Common Health Problems
The treeing Tennessee brindle, like many cur dogs, is known for being a hardy and healthy breed. Given that it's a relatively new breed, it is not known for having any particular inheritable health conditions. Good breeders will, however, perform checks and screening on potential parents to detect any potential issues such as:
- Patellar Luxation: Knee caps that have slipped out of place
- Hip Dysplasia: Abnormal development of hip joints
Diet and Nutrition
Treeing Tennessee brindles do tend to be rather food motivated. This can be great for training using positive reinforcement methods, but you have to watch out for over-feeding.
Obesity is a major health problem in dogs in the United States. It can contribute to a host of serious conditions, but is something that can easily be prevented with a healthy and properly portion-controlled diet.
Where to Adopt or Buy a Treeing Tennessee Brindle
The treeing Tennessee brindle breed is still relatively rare. If you have your heart set on one, you could have to go onto a waiting list or travel further afield to secure a puppy. Don't let your enthusiasm make you overlook the importance of doing your research, though. It is important to find an ethical and reputable breeder that has raised the puppies in a nurturing home environment with mom by their side. If you choose to work with a breeder, expect to pay between $800 to $1,500 for a puppy.
If you are just attracted to a cur or coonhound breed, don't rule out the option of adoption. There are lots of dogs with similar traits to this breed, or a treeing Tennessee brindle mix, all looking for their forever homes in shelters and specialist rescue organizations.

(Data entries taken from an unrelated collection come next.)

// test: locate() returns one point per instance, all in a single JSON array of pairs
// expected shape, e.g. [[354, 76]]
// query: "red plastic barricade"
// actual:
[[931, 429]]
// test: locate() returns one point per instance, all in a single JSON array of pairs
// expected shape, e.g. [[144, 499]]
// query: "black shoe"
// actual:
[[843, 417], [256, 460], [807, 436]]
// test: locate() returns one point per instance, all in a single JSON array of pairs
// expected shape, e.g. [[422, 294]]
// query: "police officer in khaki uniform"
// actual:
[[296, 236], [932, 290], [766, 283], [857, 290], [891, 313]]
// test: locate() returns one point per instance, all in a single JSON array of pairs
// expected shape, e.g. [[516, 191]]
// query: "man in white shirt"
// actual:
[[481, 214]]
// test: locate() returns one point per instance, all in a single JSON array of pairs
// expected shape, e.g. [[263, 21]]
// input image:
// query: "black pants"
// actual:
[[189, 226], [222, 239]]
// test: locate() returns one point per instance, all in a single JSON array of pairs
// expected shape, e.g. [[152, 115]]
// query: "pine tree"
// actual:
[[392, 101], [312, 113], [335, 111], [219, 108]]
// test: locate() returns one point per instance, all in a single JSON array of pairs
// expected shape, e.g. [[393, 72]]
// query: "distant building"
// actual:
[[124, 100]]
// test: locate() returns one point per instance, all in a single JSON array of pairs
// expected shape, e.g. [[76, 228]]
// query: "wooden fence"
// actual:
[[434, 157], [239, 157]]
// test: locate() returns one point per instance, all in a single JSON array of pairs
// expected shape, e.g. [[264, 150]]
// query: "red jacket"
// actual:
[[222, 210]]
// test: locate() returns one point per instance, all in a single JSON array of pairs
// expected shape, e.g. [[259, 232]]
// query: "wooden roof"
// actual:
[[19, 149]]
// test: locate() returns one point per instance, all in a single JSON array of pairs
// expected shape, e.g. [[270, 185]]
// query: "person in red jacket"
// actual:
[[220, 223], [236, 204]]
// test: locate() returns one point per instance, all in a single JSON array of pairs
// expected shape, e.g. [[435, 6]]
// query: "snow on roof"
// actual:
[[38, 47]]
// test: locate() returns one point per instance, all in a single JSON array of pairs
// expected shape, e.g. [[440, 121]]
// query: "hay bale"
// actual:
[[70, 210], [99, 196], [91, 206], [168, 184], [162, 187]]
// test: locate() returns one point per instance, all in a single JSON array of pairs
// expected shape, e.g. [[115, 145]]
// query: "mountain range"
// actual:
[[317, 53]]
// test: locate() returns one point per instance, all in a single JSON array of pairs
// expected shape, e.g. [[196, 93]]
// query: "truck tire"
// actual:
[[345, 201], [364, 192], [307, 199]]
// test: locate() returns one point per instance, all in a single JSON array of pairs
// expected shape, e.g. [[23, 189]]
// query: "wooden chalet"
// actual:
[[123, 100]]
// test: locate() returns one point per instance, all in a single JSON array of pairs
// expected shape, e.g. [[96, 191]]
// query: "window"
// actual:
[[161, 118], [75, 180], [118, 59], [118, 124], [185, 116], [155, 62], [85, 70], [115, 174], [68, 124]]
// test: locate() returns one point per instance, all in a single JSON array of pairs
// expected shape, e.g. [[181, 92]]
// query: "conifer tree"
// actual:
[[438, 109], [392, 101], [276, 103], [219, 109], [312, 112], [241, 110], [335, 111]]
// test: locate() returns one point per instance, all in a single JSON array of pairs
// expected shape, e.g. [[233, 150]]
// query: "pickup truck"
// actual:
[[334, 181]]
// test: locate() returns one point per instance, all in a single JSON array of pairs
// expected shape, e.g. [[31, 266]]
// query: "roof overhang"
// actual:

Start your search for this breed with the following sources:
Treeing Tennessee Brindle Overview
Ideal for active families who enjoy long hikes
Calm indoors if given enough exercise
Low-maintenance grooming regime
Can be vocal
Can have a high prey drive
A relatively rare breed
More Dog Breeds and Further Research
If you are interested in dogs similar to the treeing Tennessee brindle, you could also consider the following breeds:
There are lots of wonderful dog breeds out there. By doing your research, you will find one that will be best suited to having a forever home with you.
Does the treeing Tennessee brindle get along with children?
The dog's gentle disposition around the home means it is well suited to living with an active family that has children. It is generally affectionate and very loving towards respectful children and other dogs in the household.
Can the treeing Tennessee brindle live in a multi-pet household?
This breed can have a high prey drive because it has been bred specifically for its hunting prowess. It may not be a breed best suited to living with small furry pets or cats. If you do plan on bringing this breed into your home with other small pets, then careful supervision and introductions will be required.
Why is the treeing Tennessee brindle dog rare?
Most people who know about the treeing Tennessee brindle are more interested in the dog's ability for treeing and hunting. This breed does bay often, which may bother potential dog owners. In addition, this relatively new breed is not yet formally registered with the AKC, which can affect a breed's popularity. However, it can't become a full-fledged AKC breed until the dog becomes more popular.